Liu 367 #235

awicenec · 2023-07-05T12:49:27Z

Thus PR covers the full application of named ports for application components, rather than just Pyfunc components. It is now possible to connect any component with a port having the same name as one of the application arguments or component parameters and the engine will connect the value with the input or output. The component will still need to read or write. The best example is the updated version of dlg.apps.simple.SleepApp. There is now also a test related to that, based on a new example graph. In addition also the HelloWorld_Universe graph has been updated to run without the addition of the example components and has also been added to the tests, because there was no test for the gather component at all and the gather component broke with the first version of this update. We now have a few simple functions in dlg.apps.simple_functions, which are mostly used for testing, but are also useful to show how things are being done when using functions.
An InputFiredAppDROP will now first run it's internal _run() method and then execute the run() method provided by the App component implementation. The checking and population of the named ports is in that _run() method and thus applies to any component derived from the BarrierAppDROP(InputFiredAppDROP).

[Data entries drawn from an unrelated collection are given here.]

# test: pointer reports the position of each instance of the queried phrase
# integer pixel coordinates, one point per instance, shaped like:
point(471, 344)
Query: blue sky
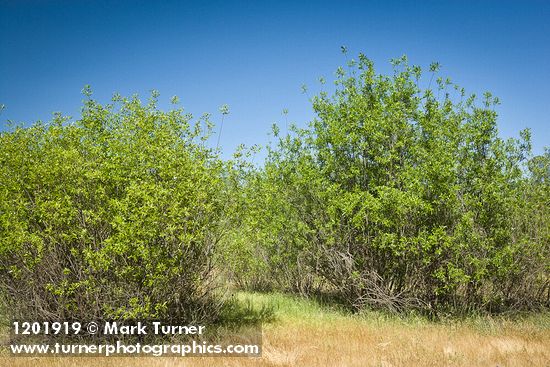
point(255, 55)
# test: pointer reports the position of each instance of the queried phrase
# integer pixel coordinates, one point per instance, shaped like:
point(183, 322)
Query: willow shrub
point(113, 216)
point(398, 196)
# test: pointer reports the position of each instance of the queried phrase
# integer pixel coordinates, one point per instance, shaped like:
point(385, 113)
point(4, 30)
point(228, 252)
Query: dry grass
point(308, 335)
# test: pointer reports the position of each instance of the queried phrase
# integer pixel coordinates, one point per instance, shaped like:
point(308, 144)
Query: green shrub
point(114, 216)
point(401, 197)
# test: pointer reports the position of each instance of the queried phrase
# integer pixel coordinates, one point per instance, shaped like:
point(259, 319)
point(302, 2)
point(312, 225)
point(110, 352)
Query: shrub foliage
point(113, 216)
point(401, 197)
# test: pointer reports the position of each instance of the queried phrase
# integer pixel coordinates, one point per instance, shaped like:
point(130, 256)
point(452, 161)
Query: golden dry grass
point(306, 335)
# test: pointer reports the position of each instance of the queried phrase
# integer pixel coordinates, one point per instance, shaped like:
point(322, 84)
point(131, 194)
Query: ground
point(303, 333)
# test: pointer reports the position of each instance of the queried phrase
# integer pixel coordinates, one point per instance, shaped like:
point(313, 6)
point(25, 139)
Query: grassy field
point(304, 333)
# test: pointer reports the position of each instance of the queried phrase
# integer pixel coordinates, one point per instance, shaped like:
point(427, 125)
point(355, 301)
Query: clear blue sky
point(255, 55)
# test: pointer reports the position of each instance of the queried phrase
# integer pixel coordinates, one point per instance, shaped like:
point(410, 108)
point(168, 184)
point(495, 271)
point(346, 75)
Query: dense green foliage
point(399, 197)
point(394, 197)
point(113, 216)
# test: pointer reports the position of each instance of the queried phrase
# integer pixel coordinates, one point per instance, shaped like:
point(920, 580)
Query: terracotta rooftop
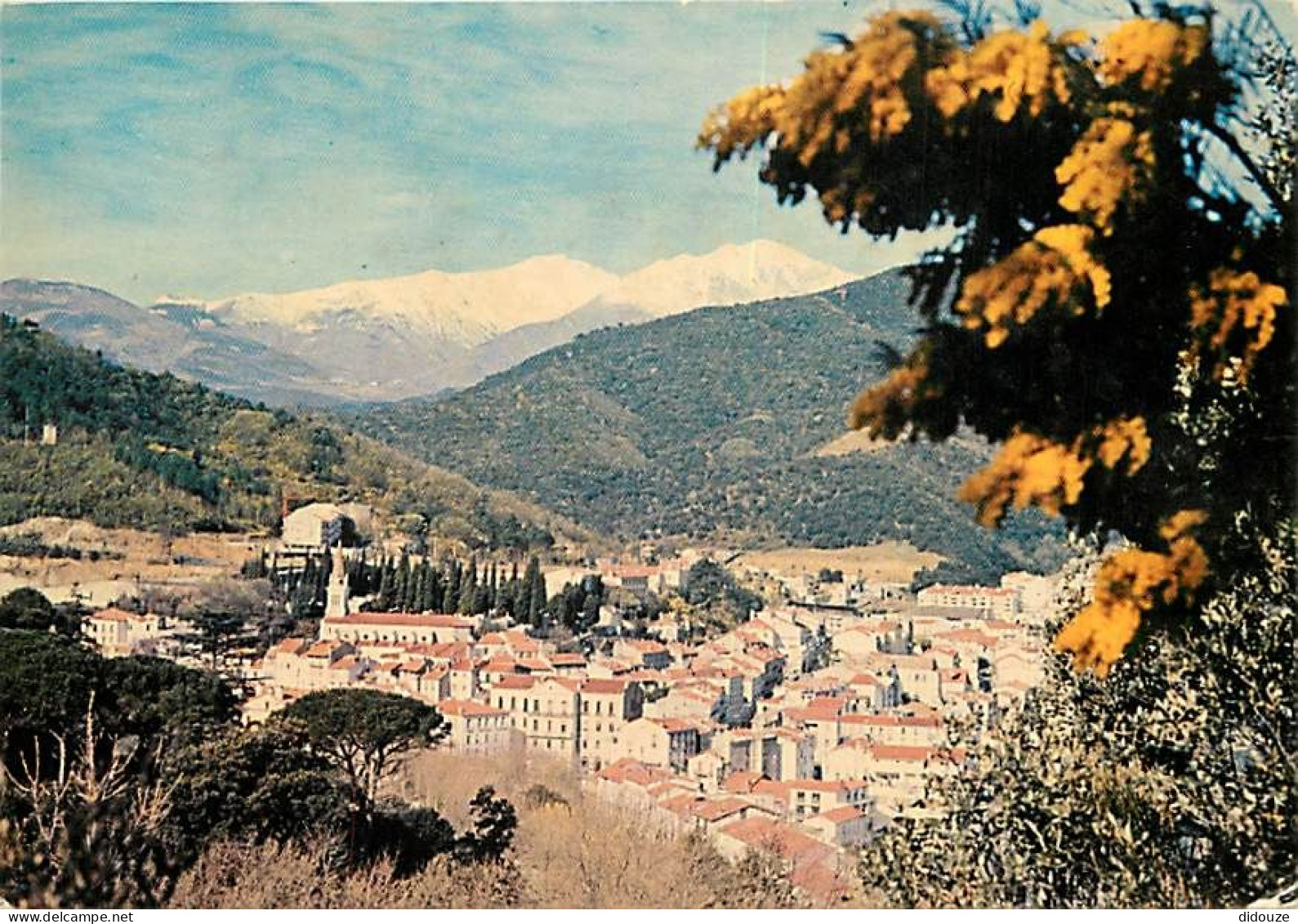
point(407, 619)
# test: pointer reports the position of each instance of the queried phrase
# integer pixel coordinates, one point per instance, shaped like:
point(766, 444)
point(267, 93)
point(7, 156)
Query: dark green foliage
point(710, 586)
point(46, 681)
point(577, 606)
point(1170, 784)
point(154, 696)
point(28, 609)
point(707, 423)
point(409, 836)
point(257, 784)
point(154, 452)
point(174, 774)
point(493, 826)
point(533, 588)
point(30, 545)
point(363, 732)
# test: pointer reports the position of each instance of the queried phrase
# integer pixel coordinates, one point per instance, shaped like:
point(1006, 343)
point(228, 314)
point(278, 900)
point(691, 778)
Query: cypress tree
point(386, 586)
point(535, 589)
point(430, 600)
point(451, 600)
point(467, 588)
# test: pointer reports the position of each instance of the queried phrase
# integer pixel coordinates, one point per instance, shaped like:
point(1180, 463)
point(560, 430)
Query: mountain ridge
point(376, 340)
point(707, 426)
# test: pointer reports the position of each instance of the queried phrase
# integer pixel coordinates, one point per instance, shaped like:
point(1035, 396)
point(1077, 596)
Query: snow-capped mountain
point(458, 308)
point(388, 339)
point(729, 275)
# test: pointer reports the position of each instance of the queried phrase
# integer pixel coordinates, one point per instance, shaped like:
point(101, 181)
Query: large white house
point(414, 628)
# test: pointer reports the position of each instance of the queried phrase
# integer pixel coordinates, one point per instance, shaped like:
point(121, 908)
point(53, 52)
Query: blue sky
point(211, 150)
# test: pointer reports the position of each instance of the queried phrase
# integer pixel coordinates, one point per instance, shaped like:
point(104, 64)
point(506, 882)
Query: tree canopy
point(1113, 302)
point(363, 732)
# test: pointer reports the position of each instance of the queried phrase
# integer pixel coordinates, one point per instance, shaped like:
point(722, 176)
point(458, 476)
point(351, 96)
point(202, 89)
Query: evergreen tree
point(467, 588)
point(416, 595)
point(451, 600)
point(535, 589)
point(431, 597)
point(387, 588)
point(403, 580)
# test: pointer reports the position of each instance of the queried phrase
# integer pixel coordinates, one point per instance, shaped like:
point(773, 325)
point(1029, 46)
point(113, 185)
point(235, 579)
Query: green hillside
point(704, 425)
point(154, 452)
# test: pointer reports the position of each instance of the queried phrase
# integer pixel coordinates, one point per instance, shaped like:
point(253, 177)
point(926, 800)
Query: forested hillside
point(154, 452)
point(707, 425)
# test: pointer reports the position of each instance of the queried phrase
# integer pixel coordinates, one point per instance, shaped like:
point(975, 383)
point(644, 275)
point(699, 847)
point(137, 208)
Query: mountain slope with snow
point(388, 339)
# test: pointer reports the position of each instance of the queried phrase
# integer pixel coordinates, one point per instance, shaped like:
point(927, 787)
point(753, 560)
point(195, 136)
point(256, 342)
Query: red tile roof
point(409, 619)
point(605, 687)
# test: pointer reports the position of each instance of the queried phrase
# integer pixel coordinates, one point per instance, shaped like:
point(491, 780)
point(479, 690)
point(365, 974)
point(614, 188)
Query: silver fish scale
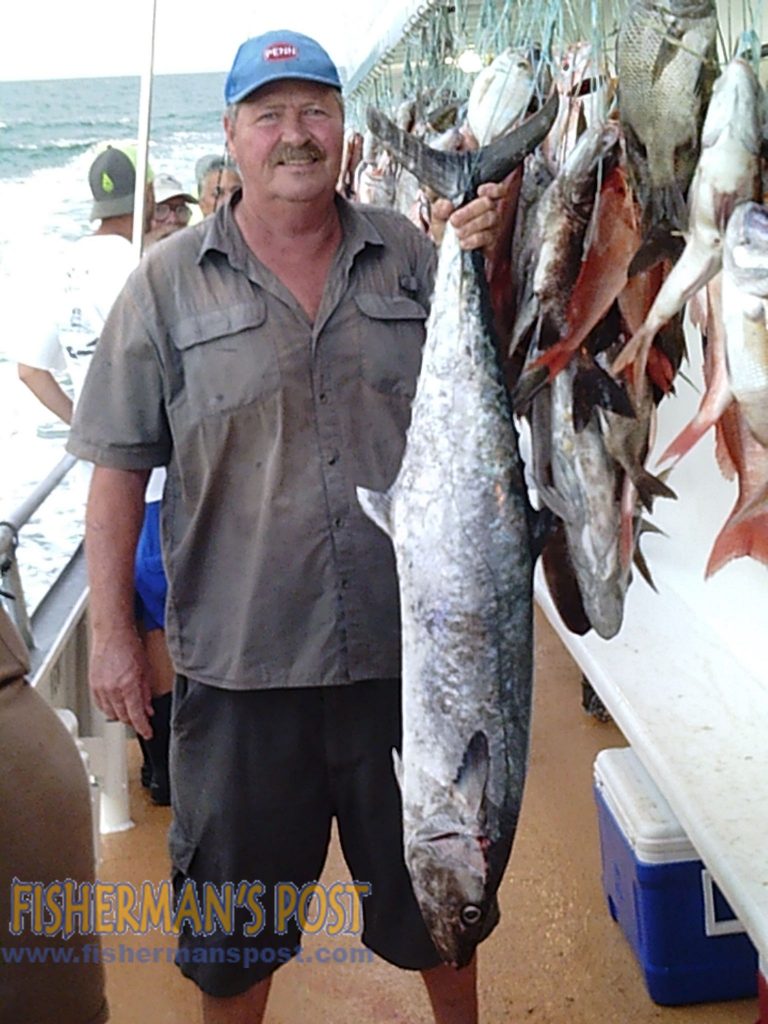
point(585, 475)
point(461, 541)
point(660, 52)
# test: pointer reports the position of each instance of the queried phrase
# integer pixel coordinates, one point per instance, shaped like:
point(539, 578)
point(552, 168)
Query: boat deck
point(556, 956)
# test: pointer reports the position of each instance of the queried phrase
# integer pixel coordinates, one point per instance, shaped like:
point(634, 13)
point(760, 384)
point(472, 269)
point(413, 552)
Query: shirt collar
point(221, 232)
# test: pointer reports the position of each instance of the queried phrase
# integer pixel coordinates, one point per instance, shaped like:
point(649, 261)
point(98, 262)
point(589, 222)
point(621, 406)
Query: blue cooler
point(684, 934)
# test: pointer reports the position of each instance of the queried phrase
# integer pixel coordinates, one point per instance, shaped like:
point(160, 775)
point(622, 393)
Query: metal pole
point(142, 141)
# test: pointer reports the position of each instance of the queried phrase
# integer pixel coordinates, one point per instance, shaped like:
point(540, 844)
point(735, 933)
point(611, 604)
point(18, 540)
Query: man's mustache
point(287, 154)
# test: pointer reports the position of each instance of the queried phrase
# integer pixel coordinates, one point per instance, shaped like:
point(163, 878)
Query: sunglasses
point(181, 212)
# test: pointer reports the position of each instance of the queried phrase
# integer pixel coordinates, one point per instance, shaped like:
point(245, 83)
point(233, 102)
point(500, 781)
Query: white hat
point(166, 186)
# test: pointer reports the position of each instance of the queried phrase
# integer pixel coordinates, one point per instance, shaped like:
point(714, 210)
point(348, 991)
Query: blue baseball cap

Signed-off-by: Rodrigo Tobar <rtobar@icrar.org>

Calling random.randint(1e6) is deprecated, as 1e6 is a float, not an integer. Likewise, threading.Event.isSet is deprecated in favour of is_set, which we were using in most places anyway. Signed-off-by: Rodrigo Tobar <rtobar@icrar.org>

There is no need to re-compile these regular expressions each time we create a drop, so this should save us some memory and CPU. Signed-off-by: Rodrigo Tobar <rtobar@icrar.org>

This object is a simple dataclass that holds the information that DropProxy objects need to perform their duties. This is the *static* information -- the DropProxy still requires a RPCClient to actually interact with a remote RPC server. This little utility class encapsulates some of the behavior that was previously found in the dynlib module, where we setup proxies for newly-created processes. While this isn't a great change in itself, it prepares the codebase for a much bigger change: the introduction of subprocesses for the effective execution of drop apps. Signed-off-by: Rodrigo Tobar <rtobar@icrar.org>

Drops stored a reference to the session that contained them in the _dlg_session attribute. This attribute was then later used to extract the ID of such session via *its* sessionID attribute. The existence of this ID is then seen in a number of places across the code, causing a number of effects (setting environment variables, logging the session ID, etc). A closer inspection to the code revealed that the sessionID attribute was the only attribute ever read from the drop._dlg_session attribute. Thus, storing the full session object is unnecessary. While during normal usage this doesn't matter much, there is a negative effect on serialisation of drops, which cannot be achieved because the Session object bound to one of its attributes isn't serialisable (it holds not only a lock, but also a reference to the Node Manager, which contains open file descriptors, thread pools, and more). This commit removes the internal _dlg_session attribute from the AbstractDROP class, and replaces it with a _dlg_session_id. To make things easier overall we default its value to an empty string, both when the drops are created directly (e.g., MyDrop()) and when they are constructed from the graph_loader module. Signed-off-by: Rodrigo Tobar <rtobar@icrar.org>

Similarly to how each drop doesn't need full access to its session, but only needs to know about the session ID, full access to the RPC server hosting the drop isn't necessary either, only its endpoint. The latter is used to create drop proxies on newly spawned processes running app drops so they can contact their inputs/outputs. This is currently needed by the dynlib module, which does such spawning, but we want to move to a multiprocessing world where most (if not all) app drops execute in separate processes. This commit removes the _rpc_server attribute injected by the Session object into each drop, and referencing the full NodeManager, and replaces it with a simpler _rpc_endpoint that simply contains the (host,port) tuple needed to contact the RPC server. Signed-off-by: Rodrigo Tobar <rtobar@icrar.org>

… missing dropclass param. Minor changes.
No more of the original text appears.